New-onset diabetes mellitus after kidney transplantation: Current status and future directions

Sneha Palepu, G V Ramesh Prasad

Sneha Palepu, G V Ramesh Prasad, Division of Nephrology, University of Toronto, St. Michael’s Hospital, Toronto ON M5C 2T2, Canada

Author contributions: Palepu S and Prasad GVR contributed to this paper.

Conflict-of-interest: Both authors (Sneha Palepu and G V Ramesh Prasad) have no conflict of interest to declare.

Open-Access: This article is an open-access article which was selected by an in-house editor and fully peer-reviewed by external reviewers. It is distributed in accordance with the Creative Commons Attribution Non Commercial (CC BY-NC 4.0) license, which permits others to distribute, remix, adapt, build upon this work non-commercially, and license their derivative works on different terms, provided the original work is properly cited and the use is non-commercial. See: http://creativecommons.org/licenses/by-nc/4.0/

Correspondence to: G V Ramesh Prasad, MBBS, MSc, MA, FRCPC, FACP, FASN, Associate Professor of Medicine, Division of Nephrology, University of Toronto, St. Michael’s Hospital, 61 Queen Street East, 9^th Floor, Toronto ON M5C 2T2, Canada. prasadr@smh.ca

Telephone: +1-416-8673722 Fax: +1-416-8673709

Received: August 25, 2014
Peer-review started: August 25, 2014
First decision: October 14, 2014
Revised: November 14, 2014
Accepted: January 9, 2015
Article in press: January 9, 2015
Published online: April 15, 2015

Abstract

A diagnosis of new-onset diabetes after transplantation (NODAT) carries with it a threat to the renal allograft, as well as the same short- and long-term implications of type 2 diabetes seen in the general population. NODAT usually occurs early after transplantation, and is usually diagnosed according to general population guidelines. Non-modifiable risk factors for NODAT include advancing age, African American, Hispanic, or South Asian ethnicity, genetic background, a positive family history for diabetes mellitus, polycystic kidney disease, and previously diagnosed glucose intolerance. Modifiable risk factors for NODAT include obesity and the metabolic syndrome, hepatitis C virus and cytomegalovirus infection, corticosteroids, calcineurin inhibitor drugs (especially tacrolimus), and sirolimus. NODAT affects graft and patient survival, and increases the incidence of post-transplant cardiovascular disease. The incidence and impact of NODAT can be minimized through pre- and post-transplant screening to identify patients at higher risk, including by oral glucose tolerance tests, as well as multi-disciplinary care, lifestyle modification, and the use of modified immunosuppressive regimens coupled with glucose-lowering therapies including oral hypoglycemic agents and insulin. Since NODAT is a major cause of post-transplant morbidity and mortality, measures to reduce its incidence and impact have the potential to greatly improve overall transplant success.

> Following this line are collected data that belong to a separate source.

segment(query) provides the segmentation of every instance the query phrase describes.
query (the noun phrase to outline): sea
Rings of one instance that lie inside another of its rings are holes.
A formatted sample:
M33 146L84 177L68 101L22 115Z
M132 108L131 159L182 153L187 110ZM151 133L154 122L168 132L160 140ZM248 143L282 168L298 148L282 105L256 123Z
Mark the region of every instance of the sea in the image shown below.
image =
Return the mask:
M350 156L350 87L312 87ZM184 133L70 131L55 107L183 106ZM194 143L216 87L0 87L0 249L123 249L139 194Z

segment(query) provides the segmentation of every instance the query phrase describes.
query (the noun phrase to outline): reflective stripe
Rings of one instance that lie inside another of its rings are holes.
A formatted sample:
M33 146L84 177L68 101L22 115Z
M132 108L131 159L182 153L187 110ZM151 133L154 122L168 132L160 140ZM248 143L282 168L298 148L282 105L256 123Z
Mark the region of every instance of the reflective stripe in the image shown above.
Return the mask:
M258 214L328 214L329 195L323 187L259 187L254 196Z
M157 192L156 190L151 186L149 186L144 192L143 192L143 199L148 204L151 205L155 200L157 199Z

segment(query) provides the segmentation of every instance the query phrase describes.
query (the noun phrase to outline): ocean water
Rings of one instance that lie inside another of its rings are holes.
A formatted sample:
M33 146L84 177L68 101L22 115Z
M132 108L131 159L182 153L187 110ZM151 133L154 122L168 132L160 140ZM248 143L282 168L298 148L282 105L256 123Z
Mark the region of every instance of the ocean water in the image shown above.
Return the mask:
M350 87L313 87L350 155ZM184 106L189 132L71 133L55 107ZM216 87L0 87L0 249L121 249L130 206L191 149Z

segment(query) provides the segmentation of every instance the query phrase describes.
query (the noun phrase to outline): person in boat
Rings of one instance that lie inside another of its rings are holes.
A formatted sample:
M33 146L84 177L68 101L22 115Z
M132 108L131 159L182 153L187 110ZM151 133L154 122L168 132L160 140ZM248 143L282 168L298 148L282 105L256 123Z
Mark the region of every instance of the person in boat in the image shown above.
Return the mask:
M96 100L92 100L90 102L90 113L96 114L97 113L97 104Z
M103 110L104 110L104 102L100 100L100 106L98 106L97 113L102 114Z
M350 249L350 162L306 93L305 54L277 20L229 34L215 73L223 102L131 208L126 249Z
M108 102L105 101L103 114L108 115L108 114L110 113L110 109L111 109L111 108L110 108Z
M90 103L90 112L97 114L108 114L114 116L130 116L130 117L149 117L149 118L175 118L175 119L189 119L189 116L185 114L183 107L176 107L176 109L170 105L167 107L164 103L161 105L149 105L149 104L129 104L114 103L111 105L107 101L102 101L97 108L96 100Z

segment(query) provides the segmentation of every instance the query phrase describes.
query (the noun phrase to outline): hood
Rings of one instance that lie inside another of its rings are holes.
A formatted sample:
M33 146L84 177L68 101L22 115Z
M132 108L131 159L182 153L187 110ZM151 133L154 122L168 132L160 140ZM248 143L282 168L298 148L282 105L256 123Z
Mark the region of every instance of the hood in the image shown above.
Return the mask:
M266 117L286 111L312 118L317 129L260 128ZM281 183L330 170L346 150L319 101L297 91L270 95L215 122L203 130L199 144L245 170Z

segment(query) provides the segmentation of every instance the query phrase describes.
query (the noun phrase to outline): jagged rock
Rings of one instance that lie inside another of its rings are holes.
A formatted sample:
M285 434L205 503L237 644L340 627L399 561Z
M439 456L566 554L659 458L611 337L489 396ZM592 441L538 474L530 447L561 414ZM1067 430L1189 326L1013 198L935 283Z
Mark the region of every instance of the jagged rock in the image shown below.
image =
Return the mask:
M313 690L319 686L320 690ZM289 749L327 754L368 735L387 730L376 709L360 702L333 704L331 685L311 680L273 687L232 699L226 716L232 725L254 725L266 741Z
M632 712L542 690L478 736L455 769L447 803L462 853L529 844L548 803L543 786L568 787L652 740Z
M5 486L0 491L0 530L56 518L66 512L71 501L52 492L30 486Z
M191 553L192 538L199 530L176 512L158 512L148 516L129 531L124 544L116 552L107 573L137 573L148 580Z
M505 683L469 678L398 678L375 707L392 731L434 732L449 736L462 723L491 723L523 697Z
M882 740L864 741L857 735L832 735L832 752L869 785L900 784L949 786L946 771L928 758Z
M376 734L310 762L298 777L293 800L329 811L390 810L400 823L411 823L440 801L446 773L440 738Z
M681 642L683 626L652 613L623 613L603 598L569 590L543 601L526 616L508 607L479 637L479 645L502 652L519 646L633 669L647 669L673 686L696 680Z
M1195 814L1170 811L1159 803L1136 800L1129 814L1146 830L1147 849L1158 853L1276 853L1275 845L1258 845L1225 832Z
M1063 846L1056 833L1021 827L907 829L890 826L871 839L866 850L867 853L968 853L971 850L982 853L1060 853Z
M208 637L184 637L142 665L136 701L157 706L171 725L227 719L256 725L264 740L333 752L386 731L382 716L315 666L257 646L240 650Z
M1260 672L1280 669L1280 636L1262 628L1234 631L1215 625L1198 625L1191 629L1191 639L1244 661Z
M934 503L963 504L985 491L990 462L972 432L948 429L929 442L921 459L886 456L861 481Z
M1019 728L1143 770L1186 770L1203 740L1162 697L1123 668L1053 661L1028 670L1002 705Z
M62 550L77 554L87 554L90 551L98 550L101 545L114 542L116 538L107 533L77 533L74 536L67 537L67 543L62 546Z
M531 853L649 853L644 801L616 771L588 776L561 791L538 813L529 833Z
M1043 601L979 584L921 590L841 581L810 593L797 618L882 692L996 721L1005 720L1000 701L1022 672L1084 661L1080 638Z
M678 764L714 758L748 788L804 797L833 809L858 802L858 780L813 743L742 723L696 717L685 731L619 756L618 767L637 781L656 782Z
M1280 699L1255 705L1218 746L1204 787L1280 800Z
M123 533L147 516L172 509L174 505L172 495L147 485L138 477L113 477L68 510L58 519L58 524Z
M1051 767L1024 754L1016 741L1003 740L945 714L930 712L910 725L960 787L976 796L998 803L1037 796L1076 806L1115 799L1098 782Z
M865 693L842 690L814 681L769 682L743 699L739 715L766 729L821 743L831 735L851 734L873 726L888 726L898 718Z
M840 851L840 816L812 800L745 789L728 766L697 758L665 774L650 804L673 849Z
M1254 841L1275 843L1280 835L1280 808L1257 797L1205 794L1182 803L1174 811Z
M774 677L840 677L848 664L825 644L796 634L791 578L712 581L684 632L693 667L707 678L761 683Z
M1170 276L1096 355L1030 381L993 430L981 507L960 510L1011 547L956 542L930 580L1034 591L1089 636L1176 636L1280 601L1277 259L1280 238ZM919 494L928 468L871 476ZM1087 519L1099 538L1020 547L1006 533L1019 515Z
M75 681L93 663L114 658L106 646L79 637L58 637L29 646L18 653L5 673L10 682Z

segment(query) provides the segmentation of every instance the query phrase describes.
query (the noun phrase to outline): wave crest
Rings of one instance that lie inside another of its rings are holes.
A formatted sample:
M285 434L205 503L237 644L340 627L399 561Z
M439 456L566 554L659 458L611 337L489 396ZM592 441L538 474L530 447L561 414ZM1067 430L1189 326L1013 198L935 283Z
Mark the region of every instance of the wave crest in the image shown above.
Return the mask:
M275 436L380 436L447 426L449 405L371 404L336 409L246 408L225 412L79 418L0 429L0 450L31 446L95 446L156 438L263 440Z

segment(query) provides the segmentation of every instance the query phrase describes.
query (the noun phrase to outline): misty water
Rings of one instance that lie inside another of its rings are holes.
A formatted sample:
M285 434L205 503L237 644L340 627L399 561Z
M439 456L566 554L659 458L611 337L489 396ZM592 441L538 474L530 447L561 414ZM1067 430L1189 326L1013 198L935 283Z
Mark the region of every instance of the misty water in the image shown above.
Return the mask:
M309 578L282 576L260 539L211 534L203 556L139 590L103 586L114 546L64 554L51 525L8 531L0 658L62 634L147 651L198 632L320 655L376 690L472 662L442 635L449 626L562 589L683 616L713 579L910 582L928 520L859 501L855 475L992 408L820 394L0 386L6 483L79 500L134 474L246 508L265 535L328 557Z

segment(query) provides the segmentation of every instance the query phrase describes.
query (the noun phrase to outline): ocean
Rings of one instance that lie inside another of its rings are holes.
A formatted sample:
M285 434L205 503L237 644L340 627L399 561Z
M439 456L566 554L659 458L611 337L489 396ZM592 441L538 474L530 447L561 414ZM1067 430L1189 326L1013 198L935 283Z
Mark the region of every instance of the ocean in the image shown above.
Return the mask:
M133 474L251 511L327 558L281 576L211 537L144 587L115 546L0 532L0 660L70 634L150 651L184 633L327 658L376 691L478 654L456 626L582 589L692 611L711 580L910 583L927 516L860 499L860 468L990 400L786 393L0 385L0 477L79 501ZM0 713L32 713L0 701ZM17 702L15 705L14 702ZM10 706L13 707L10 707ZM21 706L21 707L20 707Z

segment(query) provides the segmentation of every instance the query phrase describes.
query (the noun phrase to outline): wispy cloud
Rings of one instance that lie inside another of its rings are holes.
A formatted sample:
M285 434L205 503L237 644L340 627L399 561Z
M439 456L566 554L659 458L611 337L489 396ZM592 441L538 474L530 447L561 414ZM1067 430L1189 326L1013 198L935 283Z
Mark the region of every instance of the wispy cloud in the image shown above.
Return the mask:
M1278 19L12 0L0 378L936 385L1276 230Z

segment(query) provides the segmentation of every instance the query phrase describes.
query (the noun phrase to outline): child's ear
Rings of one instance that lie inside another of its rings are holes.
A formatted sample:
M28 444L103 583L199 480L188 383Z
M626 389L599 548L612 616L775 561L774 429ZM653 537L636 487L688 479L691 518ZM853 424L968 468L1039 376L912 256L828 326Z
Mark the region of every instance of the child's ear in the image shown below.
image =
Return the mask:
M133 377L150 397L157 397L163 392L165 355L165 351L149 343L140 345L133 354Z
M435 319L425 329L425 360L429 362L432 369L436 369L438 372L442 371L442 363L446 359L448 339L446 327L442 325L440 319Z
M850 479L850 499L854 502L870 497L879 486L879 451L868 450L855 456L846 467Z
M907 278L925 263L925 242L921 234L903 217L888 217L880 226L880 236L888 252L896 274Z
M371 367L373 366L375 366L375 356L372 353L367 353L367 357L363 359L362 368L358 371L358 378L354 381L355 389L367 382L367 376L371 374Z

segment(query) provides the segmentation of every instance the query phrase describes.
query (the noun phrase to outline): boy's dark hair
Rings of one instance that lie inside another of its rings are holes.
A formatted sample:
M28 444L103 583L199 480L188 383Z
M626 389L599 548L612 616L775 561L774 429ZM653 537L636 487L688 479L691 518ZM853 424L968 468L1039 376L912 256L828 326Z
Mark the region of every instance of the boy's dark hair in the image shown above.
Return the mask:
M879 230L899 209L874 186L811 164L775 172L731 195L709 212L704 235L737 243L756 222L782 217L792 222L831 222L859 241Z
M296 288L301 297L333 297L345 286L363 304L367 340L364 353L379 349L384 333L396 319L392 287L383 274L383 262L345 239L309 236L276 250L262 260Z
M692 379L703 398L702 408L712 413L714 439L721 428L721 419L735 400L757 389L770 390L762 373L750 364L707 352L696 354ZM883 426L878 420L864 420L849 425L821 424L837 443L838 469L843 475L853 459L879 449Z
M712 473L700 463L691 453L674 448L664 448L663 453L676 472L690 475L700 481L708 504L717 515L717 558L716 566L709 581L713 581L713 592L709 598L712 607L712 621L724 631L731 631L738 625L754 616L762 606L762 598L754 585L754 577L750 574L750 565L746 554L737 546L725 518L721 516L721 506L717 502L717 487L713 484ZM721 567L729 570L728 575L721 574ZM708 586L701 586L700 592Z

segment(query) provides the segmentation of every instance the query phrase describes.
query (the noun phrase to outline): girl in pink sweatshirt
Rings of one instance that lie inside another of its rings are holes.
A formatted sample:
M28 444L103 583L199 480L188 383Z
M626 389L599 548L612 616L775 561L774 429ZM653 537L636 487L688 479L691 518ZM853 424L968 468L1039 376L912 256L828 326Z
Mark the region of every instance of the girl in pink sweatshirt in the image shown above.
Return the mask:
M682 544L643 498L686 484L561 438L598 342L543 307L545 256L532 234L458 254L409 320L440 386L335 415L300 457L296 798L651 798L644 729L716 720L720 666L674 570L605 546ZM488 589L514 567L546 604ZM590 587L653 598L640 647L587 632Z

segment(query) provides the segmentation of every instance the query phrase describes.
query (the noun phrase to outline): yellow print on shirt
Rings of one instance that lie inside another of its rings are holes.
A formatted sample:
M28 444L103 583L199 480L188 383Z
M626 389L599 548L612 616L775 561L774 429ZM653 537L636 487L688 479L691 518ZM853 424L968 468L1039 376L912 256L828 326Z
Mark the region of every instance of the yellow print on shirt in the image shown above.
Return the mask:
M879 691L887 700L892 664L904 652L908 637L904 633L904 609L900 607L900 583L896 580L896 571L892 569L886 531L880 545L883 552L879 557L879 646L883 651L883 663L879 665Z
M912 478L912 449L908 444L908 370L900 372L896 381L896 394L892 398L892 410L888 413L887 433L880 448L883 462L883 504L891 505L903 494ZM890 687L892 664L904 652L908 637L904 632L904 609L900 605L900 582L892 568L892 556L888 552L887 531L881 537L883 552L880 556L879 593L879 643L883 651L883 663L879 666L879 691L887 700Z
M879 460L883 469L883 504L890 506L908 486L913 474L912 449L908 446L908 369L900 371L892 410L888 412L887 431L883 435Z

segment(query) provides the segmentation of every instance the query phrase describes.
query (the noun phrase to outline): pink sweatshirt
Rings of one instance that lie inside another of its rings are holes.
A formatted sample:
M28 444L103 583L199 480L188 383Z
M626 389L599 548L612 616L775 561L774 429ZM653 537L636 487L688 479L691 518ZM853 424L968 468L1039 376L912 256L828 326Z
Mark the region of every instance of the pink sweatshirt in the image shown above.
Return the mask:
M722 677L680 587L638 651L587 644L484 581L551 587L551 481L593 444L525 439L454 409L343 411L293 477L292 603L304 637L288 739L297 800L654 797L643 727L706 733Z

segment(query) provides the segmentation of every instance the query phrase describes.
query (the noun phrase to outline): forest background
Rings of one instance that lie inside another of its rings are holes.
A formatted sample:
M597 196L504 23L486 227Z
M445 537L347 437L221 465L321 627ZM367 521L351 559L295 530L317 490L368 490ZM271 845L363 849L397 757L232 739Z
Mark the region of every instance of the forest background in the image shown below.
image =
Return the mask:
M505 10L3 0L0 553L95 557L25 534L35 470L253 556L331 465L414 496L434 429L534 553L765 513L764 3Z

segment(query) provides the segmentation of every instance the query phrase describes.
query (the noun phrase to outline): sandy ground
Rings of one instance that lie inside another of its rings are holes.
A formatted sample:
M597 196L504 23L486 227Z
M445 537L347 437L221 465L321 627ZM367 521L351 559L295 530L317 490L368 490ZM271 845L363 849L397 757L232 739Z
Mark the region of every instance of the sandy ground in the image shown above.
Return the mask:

Keywords: Cyclosporine, Graft, Kidney, New-onset diabetes, Tacrolimus, Transplantation

Core tip: New-onset diabetes after kidney transplantation (NODAT) is detrimental to patient and graft survival. Early diagnosis through the identification of modifiable and non-modifiable risk factors for NODAT and appropriate screening, accompanied by good glycemic control that involves a multidisciplinary care approach will help result in good short- and long-term kidney transplant outcomes.